Spook Country by William Gibson. A sequel of sorts to
Pattern Recognition, this follows the story of a man who is trying to locate a mysterious SEAVAN that always remains at sea and is moved from ship to ship. This novel features augmented reality and something which closely resembles Google Glass. Not bad for 2007.
Zero History by William Gibson. Gibson seems to like to write his novels in bursts of three and this one wraps up the trilogy. This time around it is the world of secret branding (on raw denim of all things) and who is designing the next generation military clothing.
Dune by Frank Herbert. One of the most popular sci-fi novels of all time. Can you believe it is over 40 years old?
Halting State by Charles Stross.

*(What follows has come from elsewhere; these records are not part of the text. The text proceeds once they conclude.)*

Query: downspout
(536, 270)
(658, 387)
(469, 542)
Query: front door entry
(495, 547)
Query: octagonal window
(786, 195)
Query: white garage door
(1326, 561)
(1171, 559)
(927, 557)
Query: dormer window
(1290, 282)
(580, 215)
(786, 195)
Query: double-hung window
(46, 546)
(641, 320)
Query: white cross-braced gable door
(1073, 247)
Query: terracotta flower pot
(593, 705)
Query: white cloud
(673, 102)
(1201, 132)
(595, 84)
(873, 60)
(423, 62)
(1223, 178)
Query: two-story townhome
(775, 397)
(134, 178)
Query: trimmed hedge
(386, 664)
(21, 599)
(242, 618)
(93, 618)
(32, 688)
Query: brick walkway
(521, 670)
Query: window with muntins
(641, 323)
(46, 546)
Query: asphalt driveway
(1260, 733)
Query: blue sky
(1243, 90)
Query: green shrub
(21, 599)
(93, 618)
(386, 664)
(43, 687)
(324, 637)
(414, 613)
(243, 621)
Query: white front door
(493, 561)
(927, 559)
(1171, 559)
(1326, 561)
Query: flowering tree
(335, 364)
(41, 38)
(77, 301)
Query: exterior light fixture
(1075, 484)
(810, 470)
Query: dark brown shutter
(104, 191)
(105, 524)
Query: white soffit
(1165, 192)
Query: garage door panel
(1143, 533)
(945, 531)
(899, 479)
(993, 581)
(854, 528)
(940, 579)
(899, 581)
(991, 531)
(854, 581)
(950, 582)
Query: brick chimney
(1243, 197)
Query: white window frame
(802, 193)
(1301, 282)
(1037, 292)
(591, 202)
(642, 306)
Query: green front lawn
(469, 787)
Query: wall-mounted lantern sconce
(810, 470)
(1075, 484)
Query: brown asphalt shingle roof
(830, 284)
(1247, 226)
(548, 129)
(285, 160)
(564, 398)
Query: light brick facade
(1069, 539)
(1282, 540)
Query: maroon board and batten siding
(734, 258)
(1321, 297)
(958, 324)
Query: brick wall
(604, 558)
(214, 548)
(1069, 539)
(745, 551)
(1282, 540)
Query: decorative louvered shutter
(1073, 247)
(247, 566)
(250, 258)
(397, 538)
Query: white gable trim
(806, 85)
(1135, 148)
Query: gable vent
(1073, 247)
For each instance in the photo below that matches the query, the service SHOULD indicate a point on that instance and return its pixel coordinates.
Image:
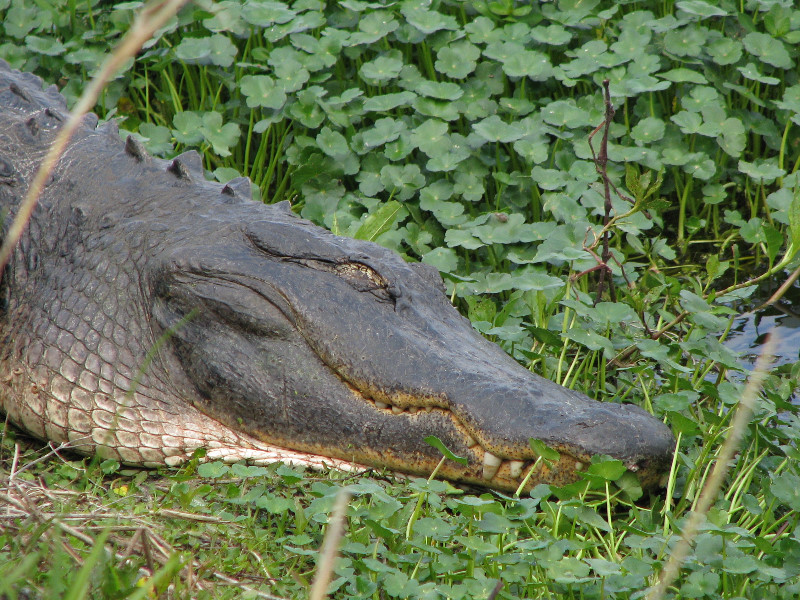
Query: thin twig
(330, 546)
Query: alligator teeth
(491, 464)
(515, 467)
(471, 441)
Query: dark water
(750, 329)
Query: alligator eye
(360, 276)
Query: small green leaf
(546, 452)
(383, 68)
(213, 470)
(608, 469)
(261, 90)
(701, 9)
(221, 136)
(494, 129)
(332, 142)
(434, 441)
(768, 50)
(379, 222)
(794, 219)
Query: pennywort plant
(458, 133)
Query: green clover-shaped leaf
(187, 127)
(216, 49)
(528, 63)
(221, 136)
(494, 129)
(373, 26)
(265, 14)
(686, 41)
(427, 21)
(388, 102)
(761, 170)
(649, 129)
(699, 8)
(768, 49)
(261, 90)
(383, 68)
(725, 51)
(458, 59)
(553, 35)
(332, 142)
(441, 90)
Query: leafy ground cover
(458, 134)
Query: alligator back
(74, 336)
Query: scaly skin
(149, 313)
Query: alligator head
(148, 309)
(339, 347)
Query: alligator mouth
(493, 470)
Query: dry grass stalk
(717, 477)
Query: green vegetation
(458, 134)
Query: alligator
(148, 312)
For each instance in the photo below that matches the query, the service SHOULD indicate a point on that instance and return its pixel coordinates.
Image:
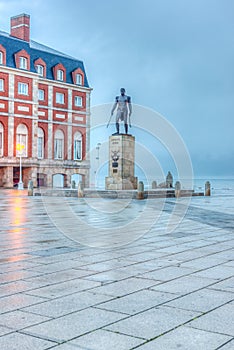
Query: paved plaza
(103, 274)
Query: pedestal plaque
(121, 163)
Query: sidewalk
(164, 291)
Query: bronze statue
(124, 109)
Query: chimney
(20, 27)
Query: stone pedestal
(121, 163)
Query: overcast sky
(174, 56)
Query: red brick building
(45, 108)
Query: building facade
(44, 112)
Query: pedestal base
(113, 183)
(121, 163)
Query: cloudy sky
(173, 56)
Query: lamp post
(19, 148)
(97, 158)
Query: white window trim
(60, 75)
(78, 101)
(2, 85)
(23, 62)
(1, 140)
(22, 89)
(60, 98)
(79, 79)
(40, 145)
(40, 70)
(57, 151)
(41, 94)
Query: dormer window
(1, 85)
(59, 74)
(78, 76)
(23, 63)
(40, 70)
(79, 79)
(78, 101)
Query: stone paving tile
(204, 262)
(226, 285)
(219, 272)
(153, 322)
(183, 285)
(16, 301)
(17, 341)
(16, 287)
(185, 338)
(64, 288)
(19, 319)
(60, 276)
(73, 325)
(168, 273)
(5, 330)
(106, 340)
(228, 346)
(67, 304)
(219, 320)
(118, 289)
(137, 302)
(203, 300)
(69, 346)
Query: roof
(36, 50)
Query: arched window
(79, 79)
(40, 143)
(1, 139)
(77, 146)
(59, 74)
(22, 140)
(58, 145)
(40, 69)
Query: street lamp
(19, 148)
(97, 158)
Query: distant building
(44, 108)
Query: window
(21, 140)
(40, 143)
(59, 98)
(40, 69)
(22, 89)
(77, 146)
(23, 62)
(1, 84)
(78, 79)
(1, 139)
(58, 144)
(78, 101)
(60, 75)
(41, 95)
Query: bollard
(154, 185)
(80, 190)
(30, 188)
(140, 192)
(177, 189)
(169, 180)
(207, 188)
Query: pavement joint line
(223, 345)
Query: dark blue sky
(175, 57)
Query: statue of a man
(124, 108)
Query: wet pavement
(116, 274)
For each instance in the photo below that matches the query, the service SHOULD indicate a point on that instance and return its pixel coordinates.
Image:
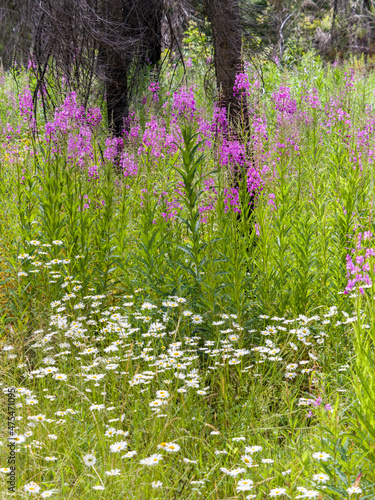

What we have here is a well-written whodunit in near future that rings a little too close to home for comfort. It's 2018 and augmented reality is, well, a reality. China, India, and the EU are in the midst of waging a never ending infowar, while the United States is rendered obsolete by the crumbling of its aging data infrastructure. Oh, and Scotland has its independence and is a full EU member. Against this backdrop, Edinburgh cop Sgt. Sue Smith gets pulled into an investigation involving the bank heist of an on-line game. Seems that Orks from an entirely different game, show up in another game's bank and made off with a small fortune of in-game magic items. Stuff like that is not supposed to happen. This theft of 1s and 0s equates to several million Euro. Turns out, it's not just items in a game's database that have been compromised. If it sounds similar to
REAMDE, that's only because they both feature an online game as its backdrop. That is where the similarities end. Warning: the story is told in second person so be prepared.
Rule 34 by Charles Stross. A sequel to
Halting State, this story looks at a world where 3-D printing is everywhere and what kind of problems are going to arise. As in
Halting State, the story is told in second person. Highly recommended.
The Jennifer Morgue by Charles Stross. The Cthulhu mythos meet James Bond in this well-done story about an insane billionaire trying to destroy the world by summoning That Which Should Not Be Summoned. Oh, and by the way, it turns out magic is just applied high order mathematics.
Fantasy:
American Gods by Neil Gaiman. Set in the midwest, the old gods (Odin, Osiris, Ra, etc.) and the new gods (TV, credit cards, internet, etc.) aren't getting along and an ex-con is caught in the middle of the brewing war.
Anansi Boys by Neil Gaiman. Loosely a sequel to
American Gods, boring old Charlie Nancy learns not only that his father was a god but he has a brother he never knew about.
Stardust by Neil Gaiman. A fairy tale for grownups and different enough from the movie to be worth reading.
The Mongoliad Book One, Book Two, and Book Three by Neal Stephenson, Erik Bear, Greg Bear, Joseph Brassey, Nicole Galland, Cooper Moo, and Mark Teppo. It's the 13th Century and the Mongol Horde is threatening to conquer Europe. For a secret order of knights, the mission is clear: ride East and assassinate the Khan. This trilogy came about as a way for the authors to justify their learning Historical European Martial Arts (sword fighting). The fights are detailed and accurate and the story engaging.